The hospice cares for about 640 children and nearly 900 families but hopes to be able to help 960 children and 1,290 families by 2018 – partly by developing the At Home service, caring for children and families in their own homes.
“We believe there is a good reason to support this kind of expansion, simply because the need is so urgent,” said Mr Strudley.
“The latest studies suggest there is a much higher number than we first thought of children and families needing our help.
“There could be around 2,000 in the West Midlands area.” He said Acorns would speak to all its partners and care commissioners to see what they can do to help.
About 40 per cent of money needed would come from statutory sources and a central Government grant, he added. Increasing the number of Acorns shops may lift a £1.3 million net profit by a further 14 per cent.

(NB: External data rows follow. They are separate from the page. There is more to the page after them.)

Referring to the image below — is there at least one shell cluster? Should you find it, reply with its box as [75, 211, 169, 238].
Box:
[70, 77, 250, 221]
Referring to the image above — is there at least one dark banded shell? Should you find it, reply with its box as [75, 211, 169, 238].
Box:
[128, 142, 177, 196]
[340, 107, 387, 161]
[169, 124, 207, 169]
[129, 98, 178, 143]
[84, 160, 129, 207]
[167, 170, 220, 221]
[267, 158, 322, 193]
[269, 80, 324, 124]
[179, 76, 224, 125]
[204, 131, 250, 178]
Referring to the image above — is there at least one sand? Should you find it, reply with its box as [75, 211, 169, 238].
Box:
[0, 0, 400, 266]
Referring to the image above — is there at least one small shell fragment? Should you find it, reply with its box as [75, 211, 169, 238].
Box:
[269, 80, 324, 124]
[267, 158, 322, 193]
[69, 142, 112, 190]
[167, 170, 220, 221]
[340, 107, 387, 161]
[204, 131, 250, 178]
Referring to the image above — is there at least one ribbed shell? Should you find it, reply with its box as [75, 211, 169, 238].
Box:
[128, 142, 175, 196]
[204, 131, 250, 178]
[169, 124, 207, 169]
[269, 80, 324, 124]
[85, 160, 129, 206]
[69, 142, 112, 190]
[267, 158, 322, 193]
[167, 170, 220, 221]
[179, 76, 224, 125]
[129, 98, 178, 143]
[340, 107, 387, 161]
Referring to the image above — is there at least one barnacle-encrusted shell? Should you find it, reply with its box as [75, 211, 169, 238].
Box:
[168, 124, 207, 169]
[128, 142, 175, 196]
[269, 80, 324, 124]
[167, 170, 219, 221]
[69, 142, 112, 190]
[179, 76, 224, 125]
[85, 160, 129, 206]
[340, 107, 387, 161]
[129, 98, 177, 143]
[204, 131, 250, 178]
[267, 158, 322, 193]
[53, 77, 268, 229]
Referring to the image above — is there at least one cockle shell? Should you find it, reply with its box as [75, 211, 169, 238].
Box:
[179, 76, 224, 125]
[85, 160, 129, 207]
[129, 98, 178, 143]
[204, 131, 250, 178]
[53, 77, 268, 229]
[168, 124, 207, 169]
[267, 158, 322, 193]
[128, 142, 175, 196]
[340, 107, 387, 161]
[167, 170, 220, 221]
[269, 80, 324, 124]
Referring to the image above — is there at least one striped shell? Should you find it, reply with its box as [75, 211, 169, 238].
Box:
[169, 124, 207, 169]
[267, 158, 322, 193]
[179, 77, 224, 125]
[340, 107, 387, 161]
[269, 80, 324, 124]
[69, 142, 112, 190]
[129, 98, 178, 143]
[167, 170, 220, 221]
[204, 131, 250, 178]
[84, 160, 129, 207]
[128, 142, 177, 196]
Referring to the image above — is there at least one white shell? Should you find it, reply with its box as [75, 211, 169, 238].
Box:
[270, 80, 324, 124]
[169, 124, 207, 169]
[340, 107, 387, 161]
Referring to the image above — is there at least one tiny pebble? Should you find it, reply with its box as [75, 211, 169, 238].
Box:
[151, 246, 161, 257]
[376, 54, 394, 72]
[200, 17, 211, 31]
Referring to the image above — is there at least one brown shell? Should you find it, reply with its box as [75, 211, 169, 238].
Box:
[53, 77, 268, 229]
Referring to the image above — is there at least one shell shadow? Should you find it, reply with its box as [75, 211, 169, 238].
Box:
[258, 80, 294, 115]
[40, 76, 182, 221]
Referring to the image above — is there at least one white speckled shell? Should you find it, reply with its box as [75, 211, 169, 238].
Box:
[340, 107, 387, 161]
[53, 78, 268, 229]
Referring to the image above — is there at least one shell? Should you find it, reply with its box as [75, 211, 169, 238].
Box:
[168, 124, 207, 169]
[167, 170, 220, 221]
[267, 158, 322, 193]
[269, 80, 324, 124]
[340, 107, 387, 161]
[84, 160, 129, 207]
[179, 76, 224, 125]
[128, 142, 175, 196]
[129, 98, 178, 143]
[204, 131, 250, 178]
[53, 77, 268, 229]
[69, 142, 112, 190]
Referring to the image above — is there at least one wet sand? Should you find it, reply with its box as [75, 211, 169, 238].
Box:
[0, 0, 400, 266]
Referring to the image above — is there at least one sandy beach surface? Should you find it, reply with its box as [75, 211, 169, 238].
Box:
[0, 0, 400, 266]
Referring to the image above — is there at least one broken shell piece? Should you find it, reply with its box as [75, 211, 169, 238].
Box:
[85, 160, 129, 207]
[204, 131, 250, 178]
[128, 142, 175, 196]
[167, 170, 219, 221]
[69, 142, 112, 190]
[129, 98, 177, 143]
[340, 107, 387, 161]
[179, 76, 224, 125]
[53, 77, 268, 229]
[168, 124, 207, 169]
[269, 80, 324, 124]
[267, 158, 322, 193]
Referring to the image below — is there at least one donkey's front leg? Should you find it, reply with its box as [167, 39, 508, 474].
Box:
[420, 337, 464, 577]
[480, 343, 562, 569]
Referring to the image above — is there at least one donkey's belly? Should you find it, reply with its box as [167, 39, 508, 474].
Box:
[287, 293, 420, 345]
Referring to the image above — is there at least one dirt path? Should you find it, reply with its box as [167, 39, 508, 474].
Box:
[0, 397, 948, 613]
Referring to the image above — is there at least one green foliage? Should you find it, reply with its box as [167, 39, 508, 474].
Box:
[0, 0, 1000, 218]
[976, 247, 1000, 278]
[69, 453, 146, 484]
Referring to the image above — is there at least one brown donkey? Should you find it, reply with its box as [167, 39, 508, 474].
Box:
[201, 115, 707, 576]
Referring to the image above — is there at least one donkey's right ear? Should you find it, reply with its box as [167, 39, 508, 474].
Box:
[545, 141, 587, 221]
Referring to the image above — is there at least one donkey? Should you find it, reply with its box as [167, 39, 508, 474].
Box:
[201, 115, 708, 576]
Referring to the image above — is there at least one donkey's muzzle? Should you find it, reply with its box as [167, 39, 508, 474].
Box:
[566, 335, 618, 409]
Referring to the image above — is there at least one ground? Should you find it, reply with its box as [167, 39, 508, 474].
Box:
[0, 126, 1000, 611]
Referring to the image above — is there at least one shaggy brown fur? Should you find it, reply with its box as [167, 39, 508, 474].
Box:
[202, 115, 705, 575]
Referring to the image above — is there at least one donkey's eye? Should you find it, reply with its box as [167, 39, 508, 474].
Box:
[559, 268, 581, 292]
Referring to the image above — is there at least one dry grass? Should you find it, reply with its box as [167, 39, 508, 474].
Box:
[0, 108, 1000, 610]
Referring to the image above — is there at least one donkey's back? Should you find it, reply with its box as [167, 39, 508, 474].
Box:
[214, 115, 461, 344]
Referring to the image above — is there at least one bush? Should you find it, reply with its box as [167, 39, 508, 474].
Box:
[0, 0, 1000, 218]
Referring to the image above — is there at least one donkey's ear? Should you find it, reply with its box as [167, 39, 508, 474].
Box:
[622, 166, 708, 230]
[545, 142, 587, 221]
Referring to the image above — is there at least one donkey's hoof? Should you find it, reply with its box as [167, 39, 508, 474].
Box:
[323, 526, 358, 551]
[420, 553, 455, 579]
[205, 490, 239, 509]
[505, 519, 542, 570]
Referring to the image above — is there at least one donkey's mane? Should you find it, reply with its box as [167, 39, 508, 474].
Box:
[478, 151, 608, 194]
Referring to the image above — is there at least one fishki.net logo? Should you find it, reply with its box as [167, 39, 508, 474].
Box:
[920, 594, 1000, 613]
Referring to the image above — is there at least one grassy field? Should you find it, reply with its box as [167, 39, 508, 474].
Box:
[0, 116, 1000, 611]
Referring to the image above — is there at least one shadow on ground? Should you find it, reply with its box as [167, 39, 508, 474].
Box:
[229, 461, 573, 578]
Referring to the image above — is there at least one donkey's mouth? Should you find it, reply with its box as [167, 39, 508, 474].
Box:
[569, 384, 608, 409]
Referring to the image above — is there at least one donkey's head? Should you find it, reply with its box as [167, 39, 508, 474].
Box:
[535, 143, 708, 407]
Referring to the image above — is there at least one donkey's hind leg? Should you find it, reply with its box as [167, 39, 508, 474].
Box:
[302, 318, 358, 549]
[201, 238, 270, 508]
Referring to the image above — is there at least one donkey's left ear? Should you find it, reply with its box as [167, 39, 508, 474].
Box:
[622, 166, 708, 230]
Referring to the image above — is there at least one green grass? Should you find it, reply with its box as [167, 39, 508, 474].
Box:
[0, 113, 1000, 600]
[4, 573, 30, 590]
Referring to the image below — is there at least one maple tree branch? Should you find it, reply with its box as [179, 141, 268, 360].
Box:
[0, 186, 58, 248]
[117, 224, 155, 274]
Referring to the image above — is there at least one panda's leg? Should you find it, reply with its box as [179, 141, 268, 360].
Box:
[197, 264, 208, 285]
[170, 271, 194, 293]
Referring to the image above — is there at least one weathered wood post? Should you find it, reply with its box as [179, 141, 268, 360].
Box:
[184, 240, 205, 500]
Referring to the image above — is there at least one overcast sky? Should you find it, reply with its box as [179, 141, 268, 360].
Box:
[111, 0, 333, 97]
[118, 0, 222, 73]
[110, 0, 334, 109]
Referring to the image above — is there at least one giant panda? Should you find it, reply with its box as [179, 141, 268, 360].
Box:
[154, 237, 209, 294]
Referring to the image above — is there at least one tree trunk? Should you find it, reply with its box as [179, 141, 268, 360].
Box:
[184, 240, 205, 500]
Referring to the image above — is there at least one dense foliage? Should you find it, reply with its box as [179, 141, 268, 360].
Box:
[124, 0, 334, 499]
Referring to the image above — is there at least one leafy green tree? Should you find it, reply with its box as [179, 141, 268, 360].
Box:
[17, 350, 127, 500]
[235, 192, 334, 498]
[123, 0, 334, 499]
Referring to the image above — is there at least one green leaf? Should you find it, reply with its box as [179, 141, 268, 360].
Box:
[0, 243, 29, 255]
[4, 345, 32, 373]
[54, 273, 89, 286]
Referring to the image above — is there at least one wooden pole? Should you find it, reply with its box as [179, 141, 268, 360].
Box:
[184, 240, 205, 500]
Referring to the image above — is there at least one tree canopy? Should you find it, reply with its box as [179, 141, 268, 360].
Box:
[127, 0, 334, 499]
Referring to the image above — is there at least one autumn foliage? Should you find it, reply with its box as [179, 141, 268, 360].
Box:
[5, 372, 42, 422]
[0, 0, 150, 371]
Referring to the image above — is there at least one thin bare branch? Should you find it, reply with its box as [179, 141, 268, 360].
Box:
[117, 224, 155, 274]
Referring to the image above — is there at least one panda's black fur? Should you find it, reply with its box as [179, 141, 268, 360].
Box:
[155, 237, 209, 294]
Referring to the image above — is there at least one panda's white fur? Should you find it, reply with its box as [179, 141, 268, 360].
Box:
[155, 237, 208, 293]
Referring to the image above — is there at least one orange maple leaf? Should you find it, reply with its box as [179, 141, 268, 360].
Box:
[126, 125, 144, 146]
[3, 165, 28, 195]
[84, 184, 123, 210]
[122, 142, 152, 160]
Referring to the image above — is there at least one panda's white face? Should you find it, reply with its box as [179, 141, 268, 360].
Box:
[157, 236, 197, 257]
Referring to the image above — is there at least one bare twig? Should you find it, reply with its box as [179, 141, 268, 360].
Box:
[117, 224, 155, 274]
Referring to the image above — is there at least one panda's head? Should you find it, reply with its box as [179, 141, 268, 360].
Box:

Fundraisers will play an important part.
Mr Strudley said about 90 care jobs may be added at the three hospices, with about 30 more in shops, on top of fundraising roles and backroom staff.
He pledged the charity would continue to live within its means and expansion would only come as funds were available.
“We appreciate the plan for the next five years is very ambitious, particularly in the current economic climate, but the purpose of Acorns is to help these children and families who cannot afford to wait,” he said.
“Their time is now and we must do all we can to meet their needs with a degree of urgency that reflects the huge challenges they face. Our vision is that every child in the West Midlands with a life threatening condition should have the care they need, so please help us to achieve this.”